Bremen. Selten wird während der Bürgerschaftssitzung zu Beifall aufgerufen. Karin Mathes (Grüne) vom Präsidium hat es am Dienstag getan: 'Ich denke, jetzt können Sie applaudieren.' Damit ist am Dienstag ein langer Prozess aus Diskussionen, Anhörungen und Ausschusssitzungen abgeschlossen worden. Die Bürgerschaft verabschiedete ein neues Beirätegesetz, das die Rechte der Kommunalparlamente stärkt. Bürgermeister Jens Böhrnsen (SPD) urteilte gleich doppelt euphorisch: 'Ein Meilenstein, ein Quantensprung.'

In ein bis zwei Wochen, wenn der Text im Amtsblatt veröffentlicht ist, soll das Gesetz bereits in Kraft treten. Die Beiräte können damit über ein Budget von zusammen rund 15,5 Millionen Euro entscheiden, sie können Konfliktfälle bis in die Stadtbürgerschaft tragen und es gibt jährliche Planungskonferenzen, in denen die Verwaltungen ihre Vorhaben für den jeweiligen Stadtteil präsentieren. Anhörungs- und Entscheidungsrechte der Beiräte werden deutlich ausgeweitet. Bürgermeister Böhrnsen: 'Das Gesetz ist ein Angebot, aber noch keine Veränderung in der Realität.' Um die zu erreichen, müssten die Bürgerinnen und Bürger das Angebot auch nutzen.

Die Linke enthielt sich in der Abstimmung, die FDP votierte gar gegen das Gesetz. Auf einen der Gründe dafür wies Klaus-Rainer Rupp (Linke) hin: Wenn künftig Anfragen an die Verwaltung gerichtet werden, reiche dafür ein Viertel der Beiratsmitglieder aus. Kleine Fraktionen sind dazu aus eigener Kraft nicht in der Lage, sie müssen sich mit anderen abstimmen.

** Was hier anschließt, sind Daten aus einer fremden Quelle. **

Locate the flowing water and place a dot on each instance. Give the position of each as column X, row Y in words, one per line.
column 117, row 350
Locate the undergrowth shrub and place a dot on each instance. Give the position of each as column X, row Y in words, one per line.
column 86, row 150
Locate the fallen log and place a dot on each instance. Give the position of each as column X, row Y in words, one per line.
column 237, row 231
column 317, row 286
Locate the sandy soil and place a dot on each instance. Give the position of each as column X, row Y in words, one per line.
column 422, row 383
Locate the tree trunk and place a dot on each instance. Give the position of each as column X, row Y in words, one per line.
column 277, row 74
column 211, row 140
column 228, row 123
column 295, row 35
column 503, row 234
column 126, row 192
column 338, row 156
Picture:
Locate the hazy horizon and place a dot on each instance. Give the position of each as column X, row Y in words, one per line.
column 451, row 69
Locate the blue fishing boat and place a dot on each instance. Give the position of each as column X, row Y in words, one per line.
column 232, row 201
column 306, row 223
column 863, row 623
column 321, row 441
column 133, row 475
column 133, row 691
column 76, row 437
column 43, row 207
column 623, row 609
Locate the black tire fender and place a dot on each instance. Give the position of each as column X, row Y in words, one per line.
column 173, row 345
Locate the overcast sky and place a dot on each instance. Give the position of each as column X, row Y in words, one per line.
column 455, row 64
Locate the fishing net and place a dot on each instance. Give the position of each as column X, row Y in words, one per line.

Rupp monierte, dies sei 'eine Benachteiligung, die nicht hätte sein müssen'. Für Diskussionsstoff sorgte gestern ferner die Regelung, dass künftig die Mitgliedschaft im Beirat sofort dann endet, wenn die betreffenden Personen aus dem Stadtteil fortziehen. Die Linksfraktion sieht darin eine Benachteiligung von Hartz-IV-Empfängern, die im Zweifelsfall gezwungen seien, sich ohne Rücksicht auf den Wohnort günstigen Wohnraum zu suchen.

Birgit Busch (SPD) verteidigte hingegen das Prinzip, dass die Beiratspolitiker auch im Stadtteil wohnen sollen. 'Wir mussten eine Regelung treffen.' Unter dem Strich gehe das Gesetz viel weiter, 'als viele von uns es sich vorgestellt haben', so ihr Gesamturteil.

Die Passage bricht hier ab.